Pada mulanya ulama menerima hadits dari perawi, lalu menulis ke dalam bukunya, dengan tidak menetapkan syarat-syarat menerimanya dan tidak memperhatikan shahih tidaknya. Musuh yang berkedok dan berselimut Islam melihat kegiatan-kegiatan ulama hadits dalam mengumpulkan hadits pun menambah upaya untuk mengacaubalaukan hadits yaitu dengan menambahkan lafalnya atau membuat hadits maudhu’.
Melihat kesungguhan musuh-musuh Islam dan menyadari akibat-akibat perbuatan mereka, maka ulama hadits bersungguh-sungguh membahas keadaan perawi-perawi dari berbagai segi, yakni keadilan, tempat, kediaman, masa dan lain-lain, serta memisahkan hadits-hadits yang shahih dari yang dha’if yakni menshahihkan hadits.
Pembahasan mengenai diri pribadi perawi menghasilkan ilmu Qawa’id at-Tahdits (kaidah-kaidah tahdits), ‘Illat-‘illat hadits dan Tarjamah (riwayat) perawi-perawi hadits.
Ringkasnya, lahirlah tunas Ilmu Dirayah (Ilmu Dirayah al-Hadits) yang banyak macamnya di samping Ilmu Riwayah (Ilmu Riwayah al-Hadits).
Upaya pentashhihan dan penyaringan hadits, atau memisahkan yang shahih dari yang dha’if dengan mempergunakan syarat-syarat pentashhihan, baik mengenai perawi riwayat, tahammul dan ada’, melahirkan kitab-kitab shahih dan sunan


B.    Periode  Imam yang Mula-mula Membukukan Hadits yang Dipandang Shahih
Untuk menyaring hadits-hadits itu serta membedakan hadits yang shahih dari yang palsu dan dari yang lemah, Ishaq Ibn Rahawaih, seorang imam hadits yang besar, terdorong untuk memulai usaha memisahkan hadits-hadits yang shahih dan yang tidak.
Pekerjaan yang mulia ini, kemudian disempurnakan ole imam al-Bukhary. Al-Bukhry menyusun kitabnya yang terkenal dengan nama al-Jami’ ash-shahih yang membukukan hadits-hadits yang dianggap shahih saja. Kemudian usaha al-Bukhary ini diikuti pula oleh muridnya yang sangat alim, yaitu Imam Muslim. Maka dengan jerih payah kedua sarjana besar ini, kita menemukan sumber-sumber hadits yang bersih.

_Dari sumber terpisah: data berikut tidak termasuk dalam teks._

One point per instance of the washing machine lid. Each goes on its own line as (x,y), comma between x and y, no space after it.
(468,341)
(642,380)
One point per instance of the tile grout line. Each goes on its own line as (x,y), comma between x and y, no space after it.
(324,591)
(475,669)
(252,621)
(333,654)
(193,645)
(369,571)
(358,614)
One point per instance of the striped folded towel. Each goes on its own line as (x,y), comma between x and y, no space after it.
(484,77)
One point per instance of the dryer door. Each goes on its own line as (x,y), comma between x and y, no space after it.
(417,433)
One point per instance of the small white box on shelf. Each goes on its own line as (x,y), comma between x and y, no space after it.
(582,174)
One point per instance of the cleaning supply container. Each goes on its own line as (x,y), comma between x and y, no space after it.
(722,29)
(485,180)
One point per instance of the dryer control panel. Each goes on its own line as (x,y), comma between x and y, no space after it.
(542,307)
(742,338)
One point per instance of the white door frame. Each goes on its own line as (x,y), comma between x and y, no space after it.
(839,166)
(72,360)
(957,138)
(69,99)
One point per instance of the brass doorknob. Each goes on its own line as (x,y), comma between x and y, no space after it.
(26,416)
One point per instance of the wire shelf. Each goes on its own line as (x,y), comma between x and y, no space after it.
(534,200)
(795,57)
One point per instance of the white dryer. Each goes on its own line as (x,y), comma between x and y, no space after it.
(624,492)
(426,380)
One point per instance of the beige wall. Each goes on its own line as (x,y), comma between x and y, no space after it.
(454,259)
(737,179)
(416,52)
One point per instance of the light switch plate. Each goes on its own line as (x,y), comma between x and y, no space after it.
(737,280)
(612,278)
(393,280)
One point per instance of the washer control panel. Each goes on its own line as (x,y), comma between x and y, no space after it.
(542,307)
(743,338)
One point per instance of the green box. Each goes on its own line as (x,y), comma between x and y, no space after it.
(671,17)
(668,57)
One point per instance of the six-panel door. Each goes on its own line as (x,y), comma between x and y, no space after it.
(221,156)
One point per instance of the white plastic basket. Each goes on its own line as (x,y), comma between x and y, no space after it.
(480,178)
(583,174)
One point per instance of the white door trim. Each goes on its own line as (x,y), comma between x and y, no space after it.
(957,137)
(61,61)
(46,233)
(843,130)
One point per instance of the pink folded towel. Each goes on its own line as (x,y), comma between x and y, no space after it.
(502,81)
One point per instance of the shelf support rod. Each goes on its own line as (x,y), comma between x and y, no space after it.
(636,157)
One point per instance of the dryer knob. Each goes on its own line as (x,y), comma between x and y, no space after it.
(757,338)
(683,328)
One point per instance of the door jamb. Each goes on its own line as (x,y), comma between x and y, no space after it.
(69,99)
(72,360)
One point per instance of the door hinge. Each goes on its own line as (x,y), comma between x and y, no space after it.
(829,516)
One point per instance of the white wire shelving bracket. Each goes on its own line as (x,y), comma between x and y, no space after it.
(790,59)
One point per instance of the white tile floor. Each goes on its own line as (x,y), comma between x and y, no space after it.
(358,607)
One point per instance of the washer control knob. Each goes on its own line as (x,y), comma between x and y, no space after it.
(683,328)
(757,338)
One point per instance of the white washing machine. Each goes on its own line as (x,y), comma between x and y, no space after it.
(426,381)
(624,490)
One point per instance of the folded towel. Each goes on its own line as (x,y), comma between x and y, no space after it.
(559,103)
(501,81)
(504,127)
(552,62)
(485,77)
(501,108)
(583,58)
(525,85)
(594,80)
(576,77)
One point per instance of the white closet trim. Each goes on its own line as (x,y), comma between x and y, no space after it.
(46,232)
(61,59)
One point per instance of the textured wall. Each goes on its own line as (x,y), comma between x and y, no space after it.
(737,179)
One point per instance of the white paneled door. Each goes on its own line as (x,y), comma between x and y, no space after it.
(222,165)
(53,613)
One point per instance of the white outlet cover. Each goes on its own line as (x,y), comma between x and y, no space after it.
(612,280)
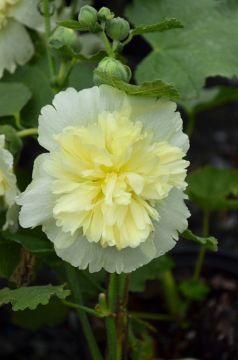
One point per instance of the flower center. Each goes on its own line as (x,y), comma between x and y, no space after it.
(5,6)
(108,178)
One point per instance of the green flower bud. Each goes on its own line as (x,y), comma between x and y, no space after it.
(65,36)
(112,68)
(117,28)
(87,15)
(105,14)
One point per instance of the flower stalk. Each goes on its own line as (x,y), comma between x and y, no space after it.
(48,34)
(202,251)
(76,291)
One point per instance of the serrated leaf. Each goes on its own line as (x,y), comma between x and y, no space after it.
(31,297)
(151,271)
(210,242)
(13,97)
(186,57)
(214,189)
(194,290)
(52,314)
(165,25)
(9,258)
(73,24)
(148,89)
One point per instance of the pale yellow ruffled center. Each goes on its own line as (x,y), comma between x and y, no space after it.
(5,6)
(108,178)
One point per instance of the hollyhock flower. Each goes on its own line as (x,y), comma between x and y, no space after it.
(8,188)
(110,191)
(16,47)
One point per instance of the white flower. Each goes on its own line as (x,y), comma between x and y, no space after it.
(8,188)
(110,192)
(16,47)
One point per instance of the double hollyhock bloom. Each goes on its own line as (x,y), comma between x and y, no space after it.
(16,47)
(109,193)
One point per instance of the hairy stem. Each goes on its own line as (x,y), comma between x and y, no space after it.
(110,321)
(202,251)
(27,132)
(48,34)
(76,291)
(107,44)
(172,299)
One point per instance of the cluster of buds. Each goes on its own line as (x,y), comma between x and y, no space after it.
(116,28)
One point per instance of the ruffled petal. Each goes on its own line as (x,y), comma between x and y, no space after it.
(16,46)
(72,108)
(83,254)
(160,117)
(37,200)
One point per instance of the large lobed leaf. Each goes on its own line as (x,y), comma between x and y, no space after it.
(148,89)
(214,189)
(207,46)
(31,297)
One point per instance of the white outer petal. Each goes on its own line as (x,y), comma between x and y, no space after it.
(15,46)
(160,117)
(37,200)
(82,253)
(6,164)
(73,108)
(27,13)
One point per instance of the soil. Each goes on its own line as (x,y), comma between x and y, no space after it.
(212,333)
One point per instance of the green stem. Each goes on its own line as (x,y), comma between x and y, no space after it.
(17,118)
(130,37)
(81,307)
(122,315)
(202,251)
(142,322)
(48,34)
(76,291)
(92,282)
(173,302)
(152,316)
(27,132)
(107,44)
(110,321)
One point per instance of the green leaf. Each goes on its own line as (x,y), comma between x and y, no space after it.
(151,271)
(13,97)
(165,25)
(194,290)
(150,89)
(13,143)
(73,24)
(210,243)
(9,258)
(52,314)
(31,297)
(186,57)
(214,189)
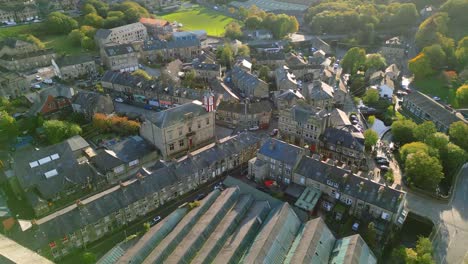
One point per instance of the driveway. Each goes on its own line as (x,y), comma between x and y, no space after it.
(450,221)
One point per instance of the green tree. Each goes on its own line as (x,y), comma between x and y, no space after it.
(75,36)
(93,20)
(424,130)
(57,22)
(462,94)
(423,170)
(370,138)
(56,131)
(462,52)
(225,55)
(8,127)
(371,97)
(353,60)
(458,134)
(233,31)
(88,43)
(437,140)
(89,258)
(88,9)
(263,72)
(253,22)
(436,56)
(414,147)
(403,131)
(375,61)
(420,66)
(243,51)
(142,73)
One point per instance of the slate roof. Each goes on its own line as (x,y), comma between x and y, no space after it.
(120,49)
(433,108)
(129,149)
(176,115)
(152,45)
(281,151)
(350,184)
(252,108)
(343,137)
(73,60)
(94,102)
(319,90)
(60,157)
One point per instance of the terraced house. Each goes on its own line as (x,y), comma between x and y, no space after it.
(87,220)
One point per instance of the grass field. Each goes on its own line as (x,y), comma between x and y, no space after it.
(201,18)
(435,86)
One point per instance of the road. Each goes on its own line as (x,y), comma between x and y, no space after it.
(450,220)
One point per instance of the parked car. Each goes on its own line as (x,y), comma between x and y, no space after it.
(155,220)
(274,132)
(200,196)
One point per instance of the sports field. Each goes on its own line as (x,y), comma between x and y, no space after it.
(201,18)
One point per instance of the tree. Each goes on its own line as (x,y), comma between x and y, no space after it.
(424,130)
(57,22)
(370,138)
(88,43)
(8,127)
(88,9)
(371,97)
(263,72)
(437,140)
(253,22)
(423,170)
(75,36)
(233,31)
(436,56)
(414,147)
(462,52)
(375,61)
(243,51)
(402,131)
(225,55)
(89,258)
(462,94)
(93,20)
(458,134)
(353,60)
(420,66)
(142,73)
(57,131)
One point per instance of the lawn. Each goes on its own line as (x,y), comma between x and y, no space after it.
(59,43)
(435,86)
(201,18)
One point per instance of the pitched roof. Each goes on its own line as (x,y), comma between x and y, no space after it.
(240,108)
(95,102)
(430,106)
(73,60)
(350,184)
(177,114)
(120,49)
(281,151)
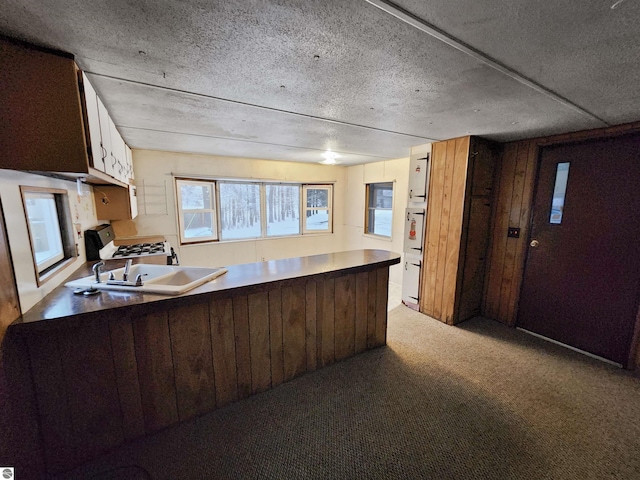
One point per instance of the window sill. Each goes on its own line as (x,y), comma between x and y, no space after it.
(377,237)
(55,269)
(256,239)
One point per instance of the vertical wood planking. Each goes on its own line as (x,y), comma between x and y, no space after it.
(260,344)
(294,331)
(362,296)
(345,316)
(524,224)
(372,307)
(311,326)
(155,371)
(454,234)
(224,350)
(432,233)
(514,221)
(243,346)
(326,319)
(126,368)
(275,336)
(192,360)
(512,208)
(445,221)
(49,382)
(92,392)
(382,293)
(499,235)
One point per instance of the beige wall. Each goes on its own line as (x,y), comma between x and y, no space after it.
(154,169)
(358,176)
(82,211)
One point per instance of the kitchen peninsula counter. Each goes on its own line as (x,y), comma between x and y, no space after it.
(61,305)
(113,367)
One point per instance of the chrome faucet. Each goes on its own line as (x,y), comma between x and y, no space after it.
(96,270)
(127,267)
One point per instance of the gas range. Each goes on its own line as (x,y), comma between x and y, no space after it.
(99,243)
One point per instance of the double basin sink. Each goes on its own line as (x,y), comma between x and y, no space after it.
(163,279)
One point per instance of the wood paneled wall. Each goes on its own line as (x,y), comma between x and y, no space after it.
(513,187)
(449,161)
(118,377)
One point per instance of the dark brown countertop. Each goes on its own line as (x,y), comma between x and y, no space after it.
(62,305)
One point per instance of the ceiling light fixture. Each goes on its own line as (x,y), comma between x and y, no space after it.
(329,158)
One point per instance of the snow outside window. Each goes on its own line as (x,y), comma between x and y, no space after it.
(44,229)
(240,212)
(379,209)
(51,232)
(317,202)
(197,211)
(283,210)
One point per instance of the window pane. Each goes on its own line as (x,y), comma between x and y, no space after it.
(317,220)
(380,213)
(239,210)
(380,222)
(559,192)
(195,197)
(381,195)
(45,229)
(318,197)
(198,225)
(283,210)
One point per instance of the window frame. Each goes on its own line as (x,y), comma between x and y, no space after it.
(260,208)
(213,210)
(217,211)
(45,270)
(329,208)
(369,187)
(265,229)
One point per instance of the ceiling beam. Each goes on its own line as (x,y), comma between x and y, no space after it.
(423,26)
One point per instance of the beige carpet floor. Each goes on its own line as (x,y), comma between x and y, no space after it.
(478,401)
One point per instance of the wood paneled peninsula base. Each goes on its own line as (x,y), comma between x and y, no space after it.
(117,366)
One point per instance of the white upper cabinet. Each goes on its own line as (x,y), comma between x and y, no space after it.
(93,119)
(418,173)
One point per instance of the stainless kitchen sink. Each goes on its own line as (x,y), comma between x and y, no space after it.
(165,279)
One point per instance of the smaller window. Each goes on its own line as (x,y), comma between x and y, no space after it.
(317,205)
(283,210)
(240,212)
(196,211)
(379,209)
(50,231)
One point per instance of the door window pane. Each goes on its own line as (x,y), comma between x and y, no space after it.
(283,210)
(379,210)
(239,210)
(559,193)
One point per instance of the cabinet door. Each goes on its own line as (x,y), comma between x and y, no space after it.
(129,162)
(93,119)
(413,230)
(105,135)
(117,152)
(418,169)
(133,201)
(411,280)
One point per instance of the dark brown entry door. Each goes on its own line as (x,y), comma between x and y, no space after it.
(582,277)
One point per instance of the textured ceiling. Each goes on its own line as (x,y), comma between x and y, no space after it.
(287,80)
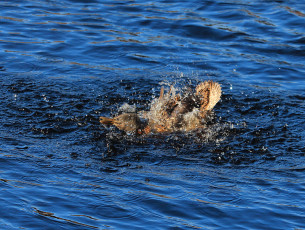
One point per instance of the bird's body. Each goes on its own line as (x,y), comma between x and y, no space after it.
(171,112)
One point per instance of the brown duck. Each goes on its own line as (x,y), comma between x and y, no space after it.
(171,112)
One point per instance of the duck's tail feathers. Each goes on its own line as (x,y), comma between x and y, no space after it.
(106,120)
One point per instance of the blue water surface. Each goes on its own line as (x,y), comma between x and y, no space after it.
(65,63)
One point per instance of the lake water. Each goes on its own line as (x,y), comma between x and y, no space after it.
(65,63)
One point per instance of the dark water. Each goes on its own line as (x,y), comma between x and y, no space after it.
(65,63)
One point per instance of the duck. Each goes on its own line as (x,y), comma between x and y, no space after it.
(171,112)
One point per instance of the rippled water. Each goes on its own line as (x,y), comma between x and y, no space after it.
(65,63)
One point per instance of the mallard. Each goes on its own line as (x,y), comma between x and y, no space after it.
(171,112)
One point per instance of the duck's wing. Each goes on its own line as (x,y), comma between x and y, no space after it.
(209,94)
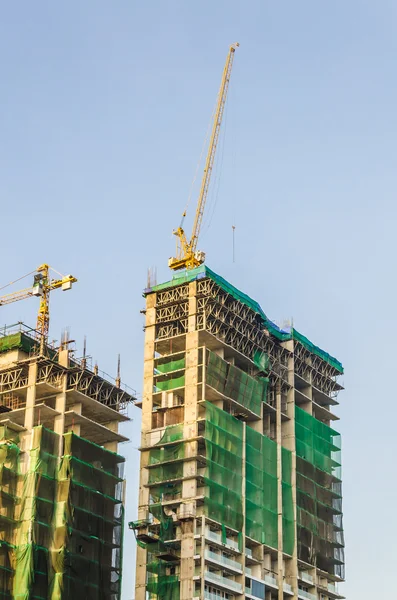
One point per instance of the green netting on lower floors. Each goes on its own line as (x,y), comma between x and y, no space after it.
(167,528)
(261,488)
(317,443)
(223,472)
(288,506)
(166,366)
(170,384)
(319,518)
(166,454)
(166,472)
(160,584)
(234,383)
(172,433)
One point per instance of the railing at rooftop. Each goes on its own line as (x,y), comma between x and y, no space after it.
(305,576)
(227,562)
(270,579)
(51,350)
(307,595)
(223,581)
(211,535)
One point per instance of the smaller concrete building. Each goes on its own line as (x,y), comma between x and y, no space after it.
(61,477)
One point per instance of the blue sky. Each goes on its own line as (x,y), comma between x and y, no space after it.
(104,109)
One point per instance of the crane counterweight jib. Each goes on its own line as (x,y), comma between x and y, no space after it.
(42,286)
(187,255)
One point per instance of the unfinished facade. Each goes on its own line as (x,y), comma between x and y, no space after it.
(61,478)
(240,483)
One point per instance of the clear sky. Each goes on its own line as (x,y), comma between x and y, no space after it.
(104,108)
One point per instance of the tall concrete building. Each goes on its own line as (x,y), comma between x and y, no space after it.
(61,478)
(240,483)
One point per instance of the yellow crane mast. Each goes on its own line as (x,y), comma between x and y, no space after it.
(42,286)
(187,255)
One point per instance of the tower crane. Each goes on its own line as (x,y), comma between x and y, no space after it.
(42,286)
(187,255)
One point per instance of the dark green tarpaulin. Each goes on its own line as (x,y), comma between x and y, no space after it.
(203,272)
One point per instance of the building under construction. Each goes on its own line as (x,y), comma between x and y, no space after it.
(61,478)
(240,481)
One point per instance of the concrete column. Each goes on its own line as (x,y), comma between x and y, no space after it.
(288,440)
(60,401)
(75,427)
(147,406)
(112,446)
(31,396)
(189,486)
(280,561)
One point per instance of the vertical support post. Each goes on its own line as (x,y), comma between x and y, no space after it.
(189,485)
(280,561)
(147,406)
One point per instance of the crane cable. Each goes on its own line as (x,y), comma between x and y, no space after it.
(201,157)
(213,200)
(16,280)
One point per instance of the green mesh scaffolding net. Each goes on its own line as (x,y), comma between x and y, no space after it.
(234,383)
(223,474)
(319,494)
(165,475)
(62,536)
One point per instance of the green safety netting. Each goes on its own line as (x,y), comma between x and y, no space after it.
(317,443)
(160,583)
(9,479)
(261,488)
(262,361)
(62,538)
(166,366)
(234,383)
(319,494)
(88,522)
(288,505)
(170,384)
(223,473)
(172,433)
(167,454)
(203,272)
(33,568)
(17,341)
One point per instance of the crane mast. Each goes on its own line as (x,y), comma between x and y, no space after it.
(42,286)
(187,256)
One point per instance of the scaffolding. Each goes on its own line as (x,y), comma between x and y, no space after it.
(240,470)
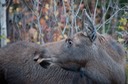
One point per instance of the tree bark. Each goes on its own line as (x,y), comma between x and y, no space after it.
(3,27)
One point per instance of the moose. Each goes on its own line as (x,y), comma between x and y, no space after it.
(96,56)
(87,57)
(17,67)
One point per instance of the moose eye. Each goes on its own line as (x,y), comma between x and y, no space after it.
(69,42)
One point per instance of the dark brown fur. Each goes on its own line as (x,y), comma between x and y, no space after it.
(17,67)
(102,60)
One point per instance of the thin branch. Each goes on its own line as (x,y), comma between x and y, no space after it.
(94,17)
(78,8)
(110,18)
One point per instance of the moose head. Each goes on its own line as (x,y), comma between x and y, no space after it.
(84,53)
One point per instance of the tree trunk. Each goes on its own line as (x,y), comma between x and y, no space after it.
(3,29)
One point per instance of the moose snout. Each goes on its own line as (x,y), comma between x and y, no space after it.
(42,58)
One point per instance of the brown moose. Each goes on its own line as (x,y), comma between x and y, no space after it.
(17,67)
(98,57)
(102,60)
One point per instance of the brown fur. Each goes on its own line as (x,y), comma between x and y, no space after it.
(102,60)
(17,67)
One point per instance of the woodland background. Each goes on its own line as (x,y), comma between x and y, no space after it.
(42,21)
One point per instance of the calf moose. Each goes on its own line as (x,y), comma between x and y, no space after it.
(96,56)
(17,67)
(102,60)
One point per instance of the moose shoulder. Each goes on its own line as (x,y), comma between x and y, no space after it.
(102,60)
(17,67)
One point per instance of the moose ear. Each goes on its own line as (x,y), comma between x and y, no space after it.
(89,27)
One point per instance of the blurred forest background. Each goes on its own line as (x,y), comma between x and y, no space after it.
(42,21)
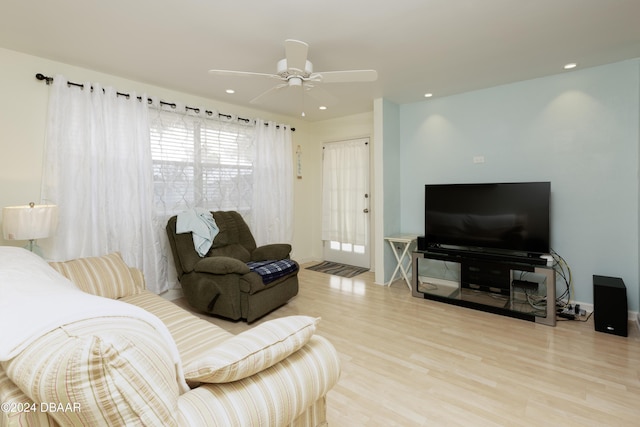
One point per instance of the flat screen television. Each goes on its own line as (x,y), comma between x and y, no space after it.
(508,218)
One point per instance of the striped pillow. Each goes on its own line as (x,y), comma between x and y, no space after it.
(102,371)
(107,276)
(251,351)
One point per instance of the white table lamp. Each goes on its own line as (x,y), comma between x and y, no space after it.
(29,222)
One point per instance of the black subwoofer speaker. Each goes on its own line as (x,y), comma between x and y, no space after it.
(610,305)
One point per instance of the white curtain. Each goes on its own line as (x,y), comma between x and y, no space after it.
(273,184)
(344,185)
(97,169)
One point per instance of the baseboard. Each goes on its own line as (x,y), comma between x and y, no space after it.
(633,316)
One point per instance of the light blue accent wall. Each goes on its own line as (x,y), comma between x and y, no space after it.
(579,130)
(392,202)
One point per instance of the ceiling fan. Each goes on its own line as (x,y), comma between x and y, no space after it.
(295,72)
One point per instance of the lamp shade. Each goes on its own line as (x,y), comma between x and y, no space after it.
(29,222)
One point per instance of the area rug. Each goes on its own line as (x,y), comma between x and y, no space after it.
(342,270)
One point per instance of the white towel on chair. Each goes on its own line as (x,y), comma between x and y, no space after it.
(201,224)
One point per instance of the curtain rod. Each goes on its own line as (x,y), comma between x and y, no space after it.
(48,80)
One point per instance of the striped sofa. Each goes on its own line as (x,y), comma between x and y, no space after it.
(83,343)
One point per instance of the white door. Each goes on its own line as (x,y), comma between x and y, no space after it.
(345,202)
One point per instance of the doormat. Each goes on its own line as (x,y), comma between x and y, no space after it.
(342,270)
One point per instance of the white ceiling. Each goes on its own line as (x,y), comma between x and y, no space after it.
(417,46)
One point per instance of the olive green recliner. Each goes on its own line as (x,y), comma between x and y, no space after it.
(226,281)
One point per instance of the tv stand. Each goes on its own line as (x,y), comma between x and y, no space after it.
(518,287)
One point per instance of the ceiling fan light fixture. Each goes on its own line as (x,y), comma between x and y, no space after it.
(295,81)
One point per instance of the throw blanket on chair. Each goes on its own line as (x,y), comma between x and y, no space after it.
(272,270)
(200,223)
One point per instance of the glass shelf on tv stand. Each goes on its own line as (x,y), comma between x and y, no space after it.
(438,277)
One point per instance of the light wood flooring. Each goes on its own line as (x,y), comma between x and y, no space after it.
(413,362)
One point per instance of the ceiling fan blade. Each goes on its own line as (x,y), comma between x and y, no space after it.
(243,74)
(296,53)
(260,98)
(346,76)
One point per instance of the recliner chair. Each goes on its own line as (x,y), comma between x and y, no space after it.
(233,280)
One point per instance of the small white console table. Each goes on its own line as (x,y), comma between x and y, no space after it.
(403,243)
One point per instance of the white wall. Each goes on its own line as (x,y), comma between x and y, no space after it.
(579,130)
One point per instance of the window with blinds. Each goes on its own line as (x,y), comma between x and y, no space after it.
(201,162)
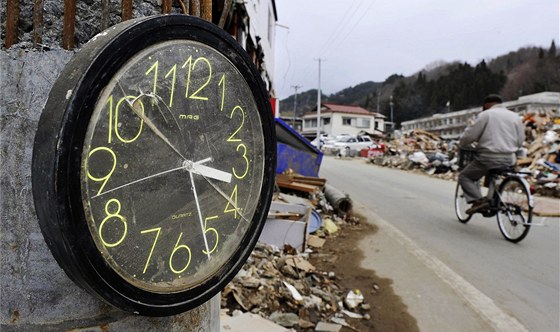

Sesudah shahih al-Bukhary dan shahih Muslim tersusun, muncul pula beberapa orang imam lain menuruti jejak kedua pujangga tersebut, seperti Abu Daud (Sunan Abi Daud), At-Tirmidzy (sunan At-Tirmidzy) dan AnNasa’y (sunan an-Nasa’y). Itulah yang kemudian terkenal dalam kalangan masyarakat ulama dengan kitab-kitab pokok yang lima (al-Ushul al-Khamsah).
Di samping itu Ibnu Majah berupaya menyusun sebuah kitab sunan yakni Sunan Ibnu Majah. Kitab ini oleh sebagian ulama digolongkan dalam kitab-kitab induk, lalu menjadikan kitab-kitab induk itu enam buah banyaknya terkenal dengan nama al-Kutub as-Sittah. Di bawah kitab yang enam ini ulama menempatkan Musnad al-Imam Ahmad.
C.    Periode Dasar -dasar Pentashihan Hadits
Untuk mentashihkan hadits, dibutuhkan pengetahuan yang luas tentang Tarikh Rijal al-hadits - sejarah perawi hadits -, tanggal lahir dan wafat para perawi, agar dapat diketahui, apakah dia bertemu dengan orang ia riwayatkan haditsnya atau tidak. Dengan pengetahuan yang mendalam tentang parawi hadits sejak zaman shahaby hingga zaman al-Bukhary (umpamanya), dapat diketahui bagaimana tingkat kebenaran dan kepercayaan perawi-perawi itu, nilai-nilai hafalan mereka, siapa yang benar dapat dipercaya, siapa yang tertutup keadaan, siapa yang dusta, siapa yang lalai.
Al-Bukhary mempunyai dua keistemewaan, yaitu pertama, hafalan yang sungguh kuat yang jarang kita temukan bandingannya, khususnya dalam bidang hadits. Kedua, keahlian dalam meneliti keadaan perawi-perawi yang dapat kita lihat dalam kitab tarikhnya yang disususn untuk menerangkan keadaan perawi-perawi hadits. al-Bukhary dalam menghadapi perawi-perawi yang lemah dan tercela, mempergunakan kata-kata yang sopan sekali.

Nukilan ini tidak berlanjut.